Vacuum distillation is necessary in the distillation of crude oils because of the complexity of compounds that make up crude oil. Being that there are thousands of different compounds in crude that will all boil at their own boiling point, there is a very broad range of boiling temperatures. If particular compounds are heated up beyond a certain temperature they will begin to crack or break apart creating smaller hydrocarbon chains also known as coke. This coke will begin to build up on the surfaces of distillation units and closely associated units such as strippers and pump arounds. Coking can cause a myriad of different problems including heat exchangers not working correctly or plugging necessary valves, nozzles, or even pipes.

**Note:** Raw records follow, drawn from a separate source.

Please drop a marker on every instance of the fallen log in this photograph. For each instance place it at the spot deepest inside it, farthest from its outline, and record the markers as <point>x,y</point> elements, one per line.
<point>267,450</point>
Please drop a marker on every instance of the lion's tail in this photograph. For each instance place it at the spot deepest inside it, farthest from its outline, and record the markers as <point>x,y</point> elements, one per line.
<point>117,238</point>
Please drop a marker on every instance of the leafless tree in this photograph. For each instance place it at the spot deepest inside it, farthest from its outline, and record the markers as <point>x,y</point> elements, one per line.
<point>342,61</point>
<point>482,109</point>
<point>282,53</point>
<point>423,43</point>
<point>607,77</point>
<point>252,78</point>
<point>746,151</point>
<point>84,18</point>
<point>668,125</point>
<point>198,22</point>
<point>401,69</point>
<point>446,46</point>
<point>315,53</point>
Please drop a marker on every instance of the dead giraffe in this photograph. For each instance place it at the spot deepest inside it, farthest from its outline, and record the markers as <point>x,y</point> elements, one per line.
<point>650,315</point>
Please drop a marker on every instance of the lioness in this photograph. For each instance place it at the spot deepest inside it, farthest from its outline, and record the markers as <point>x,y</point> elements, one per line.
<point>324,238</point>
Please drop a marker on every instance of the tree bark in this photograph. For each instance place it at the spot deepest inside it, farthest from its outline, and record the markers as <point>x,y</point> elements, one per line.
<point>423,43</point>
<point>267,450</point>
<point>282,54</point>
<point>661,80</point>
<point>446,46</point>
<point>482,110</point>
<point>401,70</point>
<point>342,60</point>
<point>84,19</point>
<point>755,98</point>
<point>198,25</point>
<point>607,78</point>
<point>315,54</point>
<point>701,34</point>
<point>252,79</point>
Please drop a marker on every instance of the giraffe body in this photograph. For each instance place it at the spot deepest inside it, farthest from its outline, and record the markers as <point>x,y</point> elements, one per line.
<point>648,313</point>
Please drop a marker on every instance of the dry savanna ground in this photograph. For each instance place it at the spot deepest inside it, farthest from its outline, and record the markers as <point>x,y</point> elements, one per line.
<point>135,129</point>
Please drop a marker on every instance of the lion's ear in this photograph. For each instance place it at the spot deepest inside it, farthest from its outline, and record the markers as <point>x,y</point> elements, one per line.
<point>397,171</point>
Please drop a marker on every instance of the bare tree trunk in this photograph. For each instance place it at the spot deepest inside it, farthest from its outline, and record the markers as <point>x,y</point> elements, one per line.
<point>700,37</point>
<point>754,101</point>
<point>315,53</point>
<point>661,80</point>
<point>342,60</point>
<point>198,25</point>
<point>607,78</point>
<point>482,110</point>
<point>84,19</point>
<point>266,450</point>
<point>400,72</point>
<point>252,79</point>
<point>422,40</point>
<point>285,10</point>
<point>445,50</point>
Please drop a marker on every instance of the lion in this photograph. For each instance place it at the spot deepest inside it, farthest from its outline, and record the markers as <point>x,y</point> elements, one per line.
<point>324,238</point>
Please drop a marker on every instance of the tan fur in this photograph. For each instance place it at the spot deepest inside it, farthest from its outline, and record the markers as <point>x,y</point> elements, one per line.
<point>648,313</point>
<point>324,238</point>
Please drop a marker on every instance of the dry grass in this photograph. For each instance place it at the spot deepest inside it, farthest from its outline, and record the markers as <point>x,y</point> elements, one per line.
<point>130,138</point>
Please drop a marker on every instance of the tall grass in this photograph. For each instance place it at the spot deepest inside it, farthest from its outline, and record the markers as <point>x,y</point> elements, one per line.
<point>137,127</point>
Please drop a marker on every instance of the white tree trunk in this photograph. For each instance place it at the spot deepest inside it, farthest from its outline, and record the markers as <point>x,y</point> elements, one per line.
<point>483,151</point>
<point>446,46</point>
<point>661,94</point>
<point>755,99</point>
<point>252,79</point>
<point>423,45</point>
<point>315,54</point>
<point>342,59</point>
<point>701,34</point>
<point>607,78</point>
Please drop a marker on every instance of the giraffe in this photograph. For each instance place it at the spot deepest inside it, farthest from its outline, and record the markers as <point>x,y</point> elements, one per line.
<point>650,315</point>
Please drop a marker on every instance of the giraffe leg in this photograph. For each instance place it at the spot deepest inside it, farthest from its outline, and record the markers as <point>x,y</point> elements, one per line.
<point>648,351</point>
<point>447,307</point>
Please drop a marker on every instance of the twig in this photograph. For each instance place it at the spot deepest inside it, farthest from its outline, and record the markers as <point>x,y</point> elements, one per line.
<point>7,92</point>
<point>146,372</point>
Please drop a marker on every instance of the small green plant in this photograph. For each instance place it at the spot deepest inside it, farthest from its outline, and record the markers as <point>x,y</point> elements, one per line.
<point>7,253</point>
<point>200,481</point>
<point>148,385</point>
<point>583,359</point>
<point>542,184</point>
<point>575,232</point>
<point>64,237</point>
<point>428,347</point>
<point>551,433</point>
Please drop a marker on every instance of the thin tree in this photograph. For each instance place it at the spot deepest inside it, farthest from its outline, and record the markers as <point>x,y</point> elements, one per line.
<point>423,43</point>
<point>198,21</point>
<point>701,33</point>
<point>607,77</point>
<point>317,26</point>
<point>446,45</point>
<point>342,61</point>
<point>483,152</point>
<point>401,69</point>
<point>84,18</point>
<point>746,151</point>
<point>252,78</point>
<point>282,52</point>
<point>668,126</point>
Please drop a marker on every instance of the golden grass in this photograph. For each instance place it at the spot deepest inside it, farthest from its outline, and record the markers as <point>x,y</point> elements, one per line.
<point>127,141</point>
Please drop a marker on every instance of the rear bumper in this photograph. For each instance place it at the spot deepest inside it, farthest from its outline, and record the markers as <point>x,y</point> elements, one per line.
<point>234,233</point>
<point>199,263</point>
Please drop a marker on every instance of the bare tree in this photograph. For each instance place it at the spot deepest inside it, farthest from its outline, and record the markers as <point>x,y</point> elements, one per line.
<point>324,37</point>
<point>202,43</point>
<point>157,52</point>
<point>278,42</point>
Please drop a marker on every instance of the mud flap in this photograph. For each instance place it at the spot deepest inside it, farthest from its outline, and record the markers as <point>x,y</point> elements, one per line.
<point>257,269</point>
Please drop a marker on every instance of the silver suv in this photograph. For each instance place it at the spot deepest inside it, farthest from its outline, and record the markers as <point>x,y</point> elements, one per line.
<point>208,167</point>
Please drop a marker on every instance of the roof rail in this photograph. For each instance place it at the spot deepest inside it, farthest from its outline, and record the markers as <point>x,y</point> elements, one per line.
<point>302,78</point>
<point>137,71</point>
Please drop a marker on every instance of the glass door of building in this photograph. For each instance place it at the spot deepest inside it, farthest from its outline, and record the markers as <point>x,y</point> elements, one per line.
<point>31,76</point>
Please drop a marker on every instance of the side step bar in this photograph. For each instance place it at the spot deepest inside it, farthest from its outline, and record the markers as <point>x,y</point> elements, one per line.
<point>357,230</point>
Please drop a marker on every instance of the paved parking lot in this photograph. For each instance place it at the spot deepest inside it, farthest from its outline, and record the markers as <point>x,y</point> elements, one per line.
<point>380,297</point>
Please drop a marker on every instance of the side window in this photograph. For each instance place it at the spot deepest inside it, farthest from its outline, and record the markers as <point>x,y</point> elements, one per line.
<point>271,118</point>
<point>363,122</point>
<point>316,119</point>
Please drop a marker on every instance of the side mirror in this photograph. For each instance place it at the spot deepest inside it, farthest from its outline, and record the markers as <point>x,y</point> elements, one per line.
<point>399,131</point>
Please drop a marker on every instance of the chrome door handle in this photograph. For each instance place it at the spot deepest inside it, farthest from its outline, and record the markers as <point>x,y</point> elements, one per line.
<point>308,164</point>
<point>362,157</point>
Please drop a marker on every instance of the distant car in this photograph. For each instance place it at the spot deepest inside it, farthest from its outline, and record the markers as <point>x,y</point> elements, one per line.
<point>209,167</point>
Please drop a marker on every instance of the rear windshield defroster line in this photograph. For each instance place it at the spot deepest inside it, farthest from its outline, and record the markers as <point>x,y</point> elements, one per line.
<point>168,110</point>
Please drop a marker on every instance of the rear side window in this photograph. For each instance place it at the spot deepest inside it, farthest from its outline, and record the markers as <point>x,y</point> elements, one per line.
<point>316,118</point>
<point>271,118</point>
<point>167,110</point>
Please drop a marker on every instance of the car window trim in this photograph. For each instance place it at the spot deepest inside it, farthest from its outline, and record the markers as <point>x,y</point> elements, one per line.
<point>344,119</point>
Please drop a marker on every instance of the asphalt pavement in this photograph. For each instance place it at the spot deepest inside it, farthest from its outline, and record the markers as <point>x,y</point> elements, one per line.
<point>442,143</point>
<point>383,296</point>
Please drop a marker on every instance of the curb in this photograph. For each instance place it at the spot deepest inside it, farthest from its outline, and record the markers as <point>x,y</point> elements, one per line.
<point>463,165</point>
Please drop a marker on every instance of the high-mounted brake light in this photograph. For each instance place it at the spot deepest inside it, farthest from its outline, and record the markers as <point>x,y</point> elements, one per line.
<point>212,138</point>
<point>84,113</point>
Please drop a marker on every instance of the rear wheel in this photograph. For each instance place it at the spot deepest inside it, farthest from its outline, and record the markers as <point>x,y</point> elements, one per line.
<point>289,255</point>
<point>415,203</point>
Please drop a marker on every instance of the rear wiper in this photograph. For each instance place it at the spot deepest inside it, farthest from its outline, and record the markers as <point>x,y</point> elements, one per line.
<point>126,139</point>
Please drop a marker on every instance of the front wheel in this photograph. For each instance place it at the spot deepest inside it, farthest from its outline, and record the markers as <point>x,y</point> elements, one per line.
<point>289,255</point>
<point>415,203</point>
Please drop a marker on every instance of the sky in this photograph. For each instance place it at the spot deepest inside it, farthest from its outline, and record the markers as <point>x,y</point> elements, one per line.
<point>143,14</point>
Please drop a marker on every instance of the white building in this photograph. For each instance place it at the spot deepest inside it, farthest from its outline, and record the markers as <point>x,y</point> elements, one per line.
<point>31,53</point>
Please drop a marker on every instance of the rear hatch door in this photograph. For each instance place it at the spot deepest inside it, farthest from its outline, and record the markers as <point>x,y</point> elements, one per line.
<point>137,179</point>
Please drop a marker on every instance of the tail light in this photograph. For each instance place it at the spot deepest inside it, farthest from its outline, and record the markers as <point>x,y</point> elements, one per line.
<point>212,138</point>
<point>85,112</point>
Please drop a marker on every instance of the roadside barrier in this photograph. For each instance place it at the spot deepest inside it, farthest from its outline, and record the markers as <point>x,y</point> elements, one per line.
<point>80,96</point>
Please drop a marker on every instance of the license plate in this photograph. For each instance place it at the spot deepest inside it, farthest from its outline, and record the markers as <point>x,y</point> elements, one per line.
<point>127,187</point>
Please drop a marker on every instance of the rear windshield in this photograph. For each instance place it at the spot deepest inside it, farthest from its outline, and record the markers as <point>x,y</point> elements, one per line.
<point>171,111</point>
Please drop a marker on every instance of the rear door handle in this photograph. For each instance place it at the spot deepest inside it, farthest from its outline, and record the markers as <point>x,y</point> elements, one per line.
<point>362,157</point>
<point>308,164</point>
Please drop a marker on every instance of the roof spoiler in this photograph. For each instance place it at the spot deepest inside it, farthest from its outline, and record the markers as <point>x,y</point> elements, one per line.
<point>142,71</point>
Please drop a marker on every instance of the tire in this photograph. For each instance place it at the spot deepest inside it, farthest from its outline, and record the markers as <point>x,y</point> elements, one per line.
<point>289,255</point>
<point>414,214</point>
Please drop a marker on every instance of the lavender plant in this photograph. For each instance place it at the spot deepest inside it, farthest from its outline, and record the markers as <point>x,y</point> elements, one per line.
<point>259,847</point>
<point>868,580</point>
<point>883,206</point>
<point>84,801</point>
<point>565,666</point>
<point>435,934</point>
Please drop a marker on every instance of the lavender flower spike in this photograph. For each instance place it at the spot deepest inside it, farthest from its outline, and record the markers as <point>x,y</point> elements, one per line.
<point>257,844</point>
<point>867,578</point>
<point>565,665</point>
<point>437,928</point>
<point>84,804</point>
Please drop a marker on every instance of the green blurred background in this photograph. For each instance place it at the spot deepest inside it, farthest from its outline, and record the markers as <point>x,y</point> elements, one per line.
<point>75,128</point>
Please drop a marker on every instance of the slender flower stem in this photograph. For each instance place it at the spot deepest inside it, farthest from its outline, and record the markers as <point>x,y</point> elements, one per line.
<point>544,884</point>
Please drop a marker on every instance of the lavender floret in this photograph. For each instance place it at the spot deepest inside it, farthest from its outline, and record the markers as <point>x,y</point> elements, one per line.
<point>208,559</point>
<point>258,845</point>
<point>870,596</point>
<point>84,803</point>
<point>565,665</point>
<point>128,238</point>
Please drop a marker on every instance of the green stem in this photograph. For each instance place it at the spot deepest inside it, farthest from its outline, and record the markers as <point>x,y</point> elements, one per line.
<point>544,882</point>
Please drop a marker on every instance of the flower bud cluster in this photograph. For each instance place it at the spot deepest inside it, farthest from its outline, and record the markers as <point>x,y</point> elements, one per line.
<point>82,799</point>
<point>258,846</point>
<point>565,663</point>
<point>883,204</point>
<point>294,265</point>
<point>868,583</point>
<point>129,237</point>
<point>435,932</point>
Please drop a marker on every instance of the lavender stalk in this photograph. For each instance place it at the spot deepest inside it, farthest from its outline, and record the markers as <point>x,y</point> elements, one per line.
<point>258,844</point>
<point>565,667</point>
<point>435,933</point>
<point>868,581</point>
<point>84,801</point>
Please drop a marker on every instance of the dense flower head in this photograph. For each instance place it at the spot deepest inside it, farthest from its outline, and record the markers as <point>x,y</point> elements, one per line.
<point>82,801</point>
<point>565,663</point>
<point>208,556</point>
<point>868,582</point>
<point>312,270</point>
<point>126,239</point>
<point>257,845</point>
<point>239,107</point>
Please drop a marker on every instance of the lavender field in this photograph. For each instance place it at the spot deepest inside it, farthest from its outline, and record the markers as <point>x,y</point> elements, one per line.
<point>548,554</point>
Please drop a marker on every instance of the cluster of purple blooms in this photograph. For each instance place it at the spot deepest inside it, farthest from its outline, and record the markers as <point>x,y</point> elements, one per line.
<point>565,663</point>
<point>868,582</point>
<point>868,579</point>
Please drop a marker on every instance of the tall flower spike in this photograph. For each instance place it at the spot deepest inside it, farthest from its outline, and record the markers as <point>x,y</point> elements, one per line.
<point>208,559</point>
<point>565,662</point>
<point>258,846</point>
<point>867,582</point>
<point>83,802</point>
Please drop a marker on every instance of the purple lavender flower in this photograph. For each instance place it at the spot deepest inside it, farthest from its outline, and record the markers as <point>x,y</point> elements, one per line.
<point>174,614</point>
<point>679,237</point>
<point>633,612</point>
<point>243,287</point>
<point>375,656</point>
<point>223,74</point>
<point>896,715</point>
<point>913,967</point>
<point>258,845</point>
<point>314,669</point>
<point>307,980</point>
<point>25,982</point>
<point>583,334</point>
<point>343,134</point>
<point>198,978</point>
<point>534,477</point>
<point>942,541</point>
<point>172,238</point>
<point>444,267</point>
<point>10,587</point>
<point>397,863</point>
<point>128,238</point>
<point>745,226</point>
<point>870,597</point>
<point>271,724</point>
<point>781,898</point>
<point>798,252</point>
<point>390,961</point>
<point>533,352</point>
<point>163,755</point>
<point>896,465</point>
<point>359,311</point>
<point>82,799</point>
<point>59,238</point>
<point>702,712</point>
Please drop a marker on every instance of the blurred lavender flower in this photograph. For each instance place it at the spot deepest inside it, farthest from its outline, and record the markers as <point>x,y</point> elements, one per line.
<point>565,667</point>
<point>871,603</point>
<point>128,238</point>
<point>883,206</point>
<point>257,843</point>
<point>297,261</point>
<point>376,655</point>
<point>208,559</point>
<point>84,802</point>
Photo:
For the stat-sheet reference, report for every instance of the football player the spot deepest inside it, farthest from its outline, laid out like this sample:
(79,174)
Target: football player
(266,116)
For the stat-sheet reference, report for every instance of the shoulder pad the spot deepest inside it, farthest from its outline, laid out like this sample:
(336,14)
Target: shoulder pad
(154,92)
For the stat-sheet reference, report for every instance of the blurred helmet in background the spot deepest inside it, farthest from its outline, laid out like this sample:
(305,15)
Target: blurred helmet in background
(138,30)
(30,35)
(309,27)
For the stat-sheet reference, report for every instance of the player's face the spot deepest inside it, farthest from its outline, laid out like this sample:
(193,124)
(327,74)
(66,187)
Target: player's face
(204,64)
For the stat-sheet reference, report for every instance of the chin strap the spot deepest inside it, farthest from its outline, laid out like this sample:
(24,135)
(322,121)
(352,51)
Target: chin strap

In order to avoid reaching this critical coking temperature the fractions of crude with the highest boiling points are removed from the atmospheric distillation column and put into a vacuum distillation column where the pressure has been reduced which allows for the liquids to boil at lower temperatures.

As explained previously in the course, a Watson Characterization factor (K_w) can be calculated for crude oils to show their general chemical makeup when it comes to hydrocarbon type. Of the three main types of hydrocarbons, paraffinic hydrocarbons have the highest K_w values followed by naphthenic hydrocarbons and aromatic hydrocarbons. Due to the fact that paraffins are the most likely and first to initial coking a correlation between the K_w factor and vacuum distillation temperature can be seen: the higher the K_w factor, the lower the temperature must be in the vacuum distillation unit must be and vice versa. This relationship is a result of chemical bonding strengths of which aromatics have the strongest bonds and therefore require the most heat to crack. It is also known that based on the chemical makeup, below a given temperature coking will not occur so the best bet is to run below this temperature as much as possible and never run above the critical coking temperature.